A medida vai fazer com que milhares de processos sejam finalizados na instância em que estiverem, sem contestação da procuradoria. Ações referentes à ampliação da base da cálculo do PIS e da Cofins, que o Supremo Tribunal Federal (STF) já decidiu em favor dos contribuintes, e a responsabilização criminal de sócios vinculada apenas à existência de prova de que houve ato ilícito no exercício do cargo, que já teve decisão por meio de recurso repetitivo do STJ, estão entre os temas que a PGFN deve deixar de recorrer.
A procuradoria também poderá deixar de questionar os casos em que a empresa oferece garantia judicial antes do início do processo de execução fiscal para obter a Certidão Negativa de Débitos (CND).
De acordo com o parecer, a PGFN também deverá considerar que a citação por edital em jornal de grande circulação só poderá ser usada quando forem esgotadas todas as formas de se localizar a parte no processo.
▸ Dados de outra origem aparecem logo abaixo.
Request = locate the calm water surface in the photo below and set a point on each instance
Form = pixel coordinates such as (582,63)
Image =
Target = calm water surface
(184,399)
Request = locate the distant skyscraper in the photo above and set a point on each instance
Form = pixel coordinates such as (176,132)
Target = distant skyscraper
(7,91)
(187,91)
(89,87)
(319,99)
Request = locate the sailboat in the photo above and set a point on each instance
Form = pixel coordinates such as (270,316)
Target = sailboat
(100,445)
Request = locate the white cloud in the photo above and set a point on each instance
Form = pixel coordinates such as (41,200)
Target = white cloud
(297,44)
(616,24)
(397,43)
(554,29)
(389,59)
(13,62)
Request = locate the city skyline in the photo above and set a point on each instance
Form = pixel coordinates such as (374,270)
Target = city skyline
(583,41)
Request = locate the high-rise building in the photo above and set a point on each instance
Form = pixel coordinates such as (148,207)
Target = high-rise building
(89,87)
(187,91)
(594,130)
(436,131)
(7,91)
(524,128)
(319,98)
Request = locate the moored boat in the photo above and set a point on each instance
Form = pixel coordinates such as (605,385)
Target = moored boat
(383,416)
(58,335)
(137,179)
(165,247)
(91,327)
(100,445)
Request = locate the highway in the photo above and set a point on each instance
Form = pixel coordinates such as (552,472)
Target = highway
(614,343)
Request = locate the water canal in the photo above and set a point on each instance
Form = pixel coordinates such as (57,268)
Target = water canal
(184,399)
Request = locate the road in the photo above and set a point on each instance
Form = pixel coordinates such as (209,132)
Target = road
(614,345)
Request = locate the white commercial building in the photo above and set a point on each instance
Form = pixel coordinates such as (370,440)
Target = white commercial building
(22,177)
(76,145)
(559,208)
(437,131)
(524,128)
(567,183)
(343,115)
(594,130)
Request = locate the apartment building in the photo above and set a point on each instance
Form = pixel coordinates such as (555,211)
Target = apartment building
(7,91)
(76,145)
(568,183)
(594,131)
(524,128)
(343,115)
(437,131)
A medida já teve decisão do STJ em recurso repetido. Os procuradores do órgão também poderão deixar de recorrer de temas consolidados nos tribunais superiores.
Uma lista com a relação de temas que o órgão considera já pacificados deve ser editada pela PGDN nos próximos 60 dias. A possibilidade de se desistir de recursos nessas situações deve contribuir significativamente para a redução de recursos nos tribunais.
De acordo com o parecer nº 492, de 22 de março, não será necessária a edição de atos declaratórios do órgão em cada ação para que os procuradores desistam de recorrer nos casos de repercussão geral e recurso repetitivo.O procurador, entretanto, terá de redigir uma nota, de caráter interno, para justificar a desistência do recurso.
Exceções
A norma terá exceções, como no caso da repetição de indébito tributário tratado na Lei Complementar nº 118. Apesar de o STJ já ter decidido contra o Fisco, o tema deve ainda ser tratado pelo Supremo em repercussão geral. Nesses casos, a orientação da PGFN é de que os procuradores continuem a tentar reverter no STF o posicionamento contrário do STJ.